Various methods exist for fabricating SOI substrates. In one example according to the prior art illustrated in FIG. 1, an SOI substrate 10 is fabricated to contain a region of strained silicon 12 having tensile stress in which a transistor, for example, an n-type field effect transistor (“NFET”) will be formed. The tensile stressed silicon region 12 overlies a region 14 containing silicon germanium (SiGe) having relaxed stress, and the SiGe region, in turn, overlies a bulk silicon region 18, as separated therefrom by a buried oxide (“BOX”) layer 16 containing borophosphosilicate glass (“BPSG”).

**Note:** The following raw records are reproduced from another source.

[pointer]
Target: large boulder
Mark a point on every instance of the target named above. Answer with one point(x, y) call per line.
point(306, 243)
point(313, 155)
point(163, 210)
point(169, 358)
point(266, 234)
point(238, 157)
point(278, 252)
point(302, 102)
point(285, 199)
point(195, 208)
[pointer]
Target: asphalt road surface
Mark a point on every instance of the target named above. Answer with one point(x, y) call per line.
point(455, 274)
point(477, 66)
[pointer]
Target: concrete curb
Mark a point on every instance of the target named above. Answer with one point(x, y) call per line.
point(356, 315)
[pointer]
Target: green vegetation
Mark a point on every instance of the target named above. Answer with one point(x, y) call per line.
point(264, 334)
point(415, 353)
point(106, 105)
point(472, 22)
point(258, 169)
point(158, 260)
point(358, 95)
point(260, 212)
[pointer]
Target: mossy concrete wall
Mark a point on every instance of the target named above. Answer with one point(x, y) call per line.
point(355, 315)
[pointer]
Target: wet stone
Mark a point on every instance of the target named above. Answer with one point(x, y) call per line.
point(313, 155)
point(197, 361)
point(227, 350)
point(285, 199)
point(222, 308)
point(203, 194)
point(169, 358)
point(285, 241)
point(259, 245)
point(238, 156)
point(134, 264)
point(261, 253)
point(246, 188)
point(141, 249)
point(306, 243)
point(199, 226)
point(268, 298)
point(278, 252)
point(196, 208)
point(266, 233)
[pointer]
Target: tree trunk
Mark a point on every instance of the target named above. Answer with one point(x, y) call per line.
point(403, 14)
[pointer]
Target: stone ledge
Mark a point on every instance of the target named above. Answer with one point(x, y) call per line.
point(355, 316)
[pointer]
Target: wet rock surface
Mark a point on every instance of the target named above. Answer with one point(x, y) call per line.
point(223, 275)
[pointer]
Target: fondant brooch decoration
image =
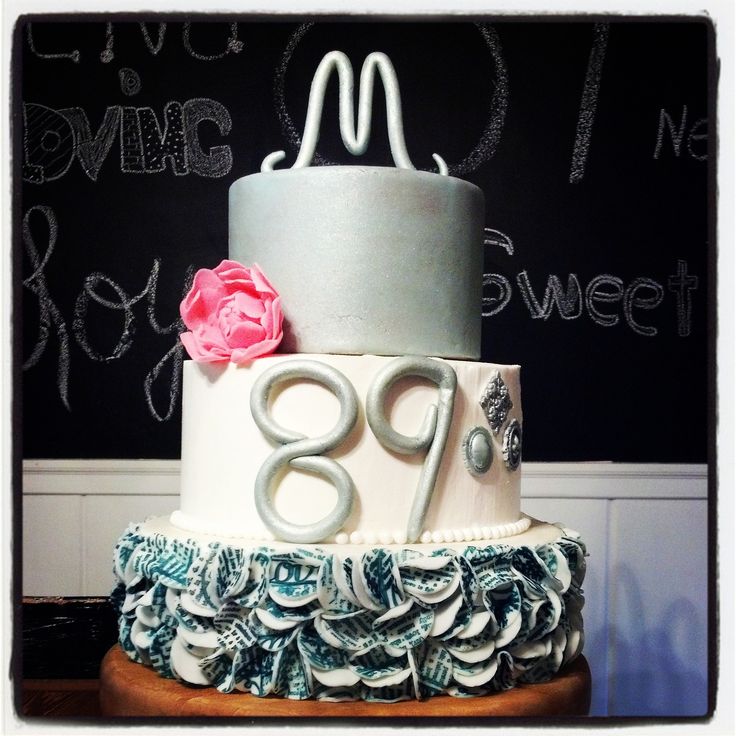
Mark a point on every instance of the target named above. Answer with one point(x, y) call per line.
point(477, 450)
point(232, 313)
point(512, 445)
point(496, 402)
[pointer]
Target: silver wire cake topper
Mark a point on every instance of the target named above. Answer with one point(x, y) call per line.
point(356, 142)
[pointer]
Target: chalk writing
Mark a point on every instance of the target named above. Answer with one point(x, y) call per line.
point(52, 139)
point(571, 302)
point(232, 45)
point(481, 152)
point(130, 82)
point(588, 102)
point(49, 314)
point(107, 54)
point(51, 319)
point(154, 48)
point(683, 284)
point(496, 237)
point(354, 140)
point(73, 55)
point(698, 132)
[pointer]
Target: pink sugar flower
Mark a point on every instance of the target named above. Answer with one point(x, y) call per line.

To fabricate the prior art SOI substrate 10, a starting SOI substrate is provided which includes a compressive top SiGe layer 14 which overlies the bulk silicon layer 18, separated therefrom by a BOX layer including BPSG. Thereafter, a layer of silicon 12 is grown epitaxially from the surface of the SiGe layer. After patterning the silicon layer 12 and SiGe layer 14, e.g., by etching in accordance with a photolithographically defined mask layer (not shown), the temperature of the SOI substrate is elevated to a point at which the BPSG BOX layer 16 softens and begins to “flow”. As a result, the stress in the SiGe layer 14 relaxes, and in consequence, a tensile stress develops in the silicon layer 12 above the SiGe layer 14.

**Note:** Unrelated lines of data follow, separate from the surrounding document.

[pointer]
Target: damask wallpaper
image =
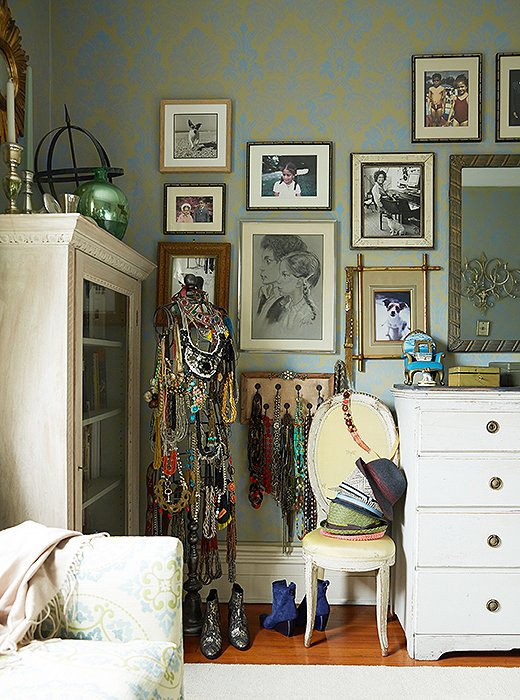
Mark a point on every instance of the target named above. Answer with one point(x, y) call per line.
point(297, 70)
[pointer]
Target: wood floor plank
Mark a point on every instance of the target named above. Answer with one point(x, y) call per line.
point(350, 639)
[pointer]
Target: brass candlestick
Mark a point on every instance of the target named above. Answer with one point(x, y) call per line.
point(28, 177)
point(12, 183)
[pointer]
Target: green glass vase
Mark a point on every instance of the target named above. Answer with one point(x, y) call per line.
point(104, 202)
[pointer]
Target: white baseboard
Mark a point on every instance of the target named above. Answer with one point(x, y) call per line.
point(259, 564)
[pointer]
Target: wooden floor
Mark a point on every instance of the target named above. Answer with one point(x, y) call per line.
point(350, 638)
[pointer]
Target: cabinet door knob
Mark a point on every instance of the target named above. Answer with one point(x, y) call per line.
point(494, 541)
point(496, 483)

One of the drawbacks of the prior art SOI substrate 10 is that after the active silicon region 12 is defined, the SiGe stressor layer 14 continues to underlie the active silicon region 12 in which the transistor is to be formed. This fact hinders some of the flexibility of the design of the transistor to be formed thereon, as the underlying SiGe layer 14 can contribute to junction capacitance, reducing the performance benefit to be gained from the SOI structure. In addition, the permanent presence of the SiGe layer 14 can lead to undesirable diffusion of germanium and arsenic into portions of the transistor to be formed in the active silicon region 12. Another drawback is that threading defects can occur which can lead to shorts of the gate dielectric.